9 Easy mindfulness activities for the virtual classroom
These are challenging times for anyone, including students. The mindfulness-based intervention shows promise in the improvement of cognitive performance, classroom behavior, and student focus. A tiny change in their routine — like mindfulness — can have a rippling positive effect on their overall wellness.
Mindfulness can also be a part of the virtual classroom, given that school is likely to continue in an online format. The easiest way to start a mindfulness practice is to incorporate short and easy techniques in everyday lessons. No equipment, money, or apps are needed.
Let’s see how:
A great icebreaker exercise is to ask students to relax, sit in a comfortable position of their choice (legs crossed, lying down) and just have them listen to the sounds in their rooms for a minimum of 30 seconds. The trick here is to get them to sit still and become aware of their surroundings. It’s OK if it’s not perfect from the beginning.
Easy meditation technique
Ask your students to sit comfortably and start by being aware of how they feel in the present moment. Then, invite them to breathe in deeply and exhale, imagining that their belly is a balloon that inflates and deflates. It’s OK if they don’t get it right away, as it can take some practice, but even a few minutes can help them clear their minds.
In this diaphragm breathing exercise, instruct students to place a hand on their belly and feel it expanding and contracting, shoulders relaxed. Take a deep breath for five seconds and release for three, do it again for a few minutes.

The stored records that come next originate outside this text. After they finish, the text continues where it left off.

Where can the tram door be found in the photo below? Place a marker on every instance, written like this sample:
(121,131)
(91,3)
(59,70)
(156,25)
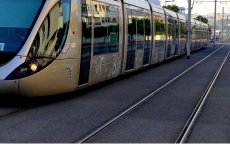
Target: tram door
(139,33)
(86,43)
(172,37)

This exercise can be done anywhere, while they wait for a bus or before going to sleep.
Alternate nostril breathing
Using one hand, instruct them to place the thumb and ring finger on one nostril at a time. Gently put pressure on the right nostril and inhale through the left nostril, then release without exhaling. Close the left nostril with your finger and exhale through the right nostril, and repeat. That is a basic Pranayama technique.
There’s no secret that sensory experiences enhance learning and that they’re hugely beneficial for children’s overall development. Simply ask students to choose an item, be it a tennis ball, slime, playdoh, etc. They get to hold the object in their hands and describe or think about what they’re experiencing: texture, color, smells, etc.
This activity is excellent for introducing a new lesson or concept. For example, during a biology class, ask students to close their eyes, get in a comfortable position, and just listen as you describe a long walk through the forest. Guided by your voice, they can imagine walking through a path, the types of plants or animals they can find there, the sounds, etc.
Finger tracing exercise
This intuitive exercise is for beginners who don’t know yet how to slow their breathing. Students take one hand and fan it out as if they were trying to trace it on paper. Then, using their other hand, they trace slowly along, one finger at a time. Starting with the thumb, trace the outside and inhale, then trace the inside and exhale. Repeat with all fingers.
Get up and move
A lot of seat time has downsides such as muscle pain, especially in the upper and lower back areas. This exercise is a fun way to end an online lesson or even incorporate into asynchronous classes. Instruct students to take three minutes to do squats, jumping jacks, use hula hoops or steps to move. If you’re on a video call, do it together with them!
Knowledge is power
For younger students, activities centered around identifying emotions can be a powerful experience. Instruct them to draw smiley or frowny faces and show you or others what they’re experiencing at the moment. For older students, design a mini-lesson centered around the brain’s response to stress and how to calm their minds.
Bonus tip: mindfulness in self-paced lessons
The ultimate goal is for students to use these techniques on their own and use them willingly. Before starting a new module or lesson in your learning management system, you can add a video or a short description of a mindfulness exercise in the introduction. The same goes for any task that might trigger a stress response, such as taking an online exam.